Я немного подрейфовал по ветру, а потом чуть-чуть подправил нос ялика, чтобы иметь больше места. Там, где по моей прикидке должны были расти самые большие и жирные устрицы, я открыл баночки и прочел короткую молитву, чтобы с Деном и Сью все было хорошо. Потом я выбросил баночки за борт в темную воду, и хотя мне в этот момент полагалось грустить, я почему-то не грустил. Они и впрямь пришли к концу своего маршрута, как я на это смотрел. Вообще-то я предпочел бы оставить Сью в каких-нибудь джунглях, но здесь в округе ничего такого нет, а потому я прикинул, что устричные банки тоже отлично ему подойдут. В конце концов, он будет там с Деном, своим другом. Я наблюдал за тем, как баночки словно бы порхают ко дну, и на какое-то мгновение они вроде как просияли мне в ответ, точно звезды, а потом исчезли.
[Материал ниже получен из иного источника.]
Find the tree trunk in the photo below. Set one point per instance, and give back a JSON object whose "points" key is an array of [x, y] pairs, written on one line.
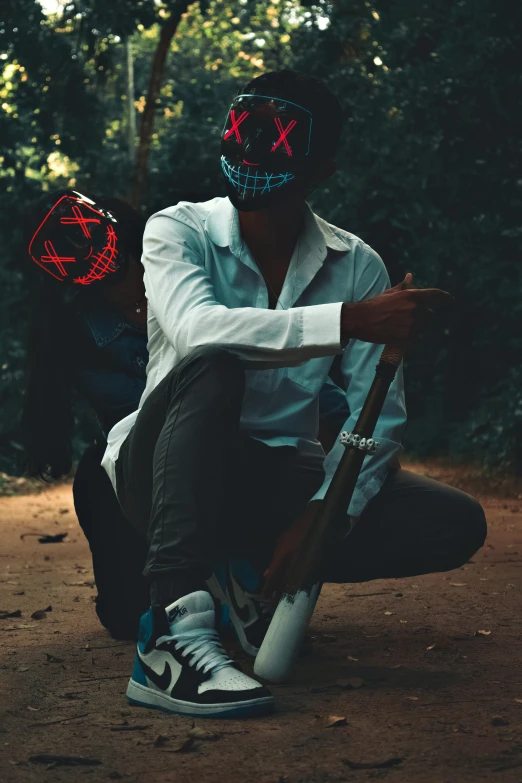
{"points": [[131, 109], [147, 120]]}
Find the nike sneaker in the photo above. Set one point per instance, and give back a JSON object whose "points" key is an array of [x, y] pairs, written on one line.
{"points": [[236, 586], [181, 666]]}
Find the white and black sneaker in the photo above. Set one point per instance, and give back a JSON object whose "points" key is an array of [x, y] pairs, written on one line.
{"points": [[236, 586], [181, 666]]}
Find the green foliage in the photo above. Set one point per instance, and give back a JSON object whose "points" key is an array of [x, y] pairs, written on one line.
{"points": [[428, 165]]}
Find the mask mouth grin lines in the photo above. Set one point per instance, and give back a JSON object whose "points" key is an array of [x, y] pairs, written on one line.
{"points": [[248, 182]]}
Я развернул ялик и уже собрался было грести обратно, как вдруг услышал звон от одного из тех здоровенных буев со звуковой сигнализацией. Я поднял взгляд, и на верху буя, медленно покачиваясь взад-вперед, сидела Дженни, красивая как всегда. Добрая старая Дженни. Похоже, она всегда оказывалась на месте, когда я в ней нуждался.
— Ну что, Форрест, — говорит она, — кажется, ты наконец-то ко мне прислушался, да?
— Насчет чего?
— Ну, тогда. Насчет того, чтобы уделять внимание Дену.
— А, — говорю. — Угу. Думаю, прислушался. Очень славно, правда?
— Да, пожалуй, так оно и было. Тебе просто требовался человек, который бы все время повторял тебе слово «устрицы». И ты в конце концов получил картинку.
— Надеюсь, в этот раз я не напортачу, — говорю.
— Думаю, не напортачишь. Только не в этот раз.
— Ты вроде как грустная, — сказал я. — Что-то не так?
— Не-а. Просто этот раз может стать для нас последним, понимаешь? Я хочу сказать, по-моему, теперь у тебя и впрямь все хорошо. И мне надо другую рыбу жарить — или устриц очищать, — если ты понял, о чем я.
— А как же малыш Форрест? Я думал, все дело в нем.
— На самом деле нет. Дело всегда было в тебе. Малыш Форрест — славный мальчик. Он сам может о себе позаботиться. А вот ты… за тобой всегда приглядывать требовалось.
— Не уверен, что я ему нравлюсь, — сказал я.
— Думаю, нравишься, — говорит Дженни. — Это просто детство. Помнишь, какими мы были в его возрасте?
— Это было очень давно.
— А как насчет Гретхен? — спрашивает Дженни. — Как там все продвигается? Ты же знаешь, я уже давно тебе сказала, что она мне нравится. Она… она настоящий человек.
— Не знаю, — говорю. — Я вроде как стесняюсь, когда ты о чем-то таком спрашиваешь.
— Так не должно быть. В конце концов, мы с тобой свое отгуляли.
— Да, но не до конца. Я хочу сказать, это вроде как рано оборвалось.
— Так уж получается. Воспоминания — вот что главное в жизни, Форрест. Когда больше ничего не останется, воспоминания будут значить всё.
— Но ты ведь не говоришь о том, что я… что мы с тобой не…
— Как знать. Но посмотри — перед тобой еще вся остальная жизнь. И я думаю, теперь все у тебя хорошо. Не знаю, как ты это сделаешь, но не попрощаешься ли ты за меня с моей мамой и малышом Форрестом — просто своим особым способом?
— Ну да, конечно, но…
— Я просто хочу, чтобы ты знал, что я тебя любила. А еще, Форрест, что ты очень славный.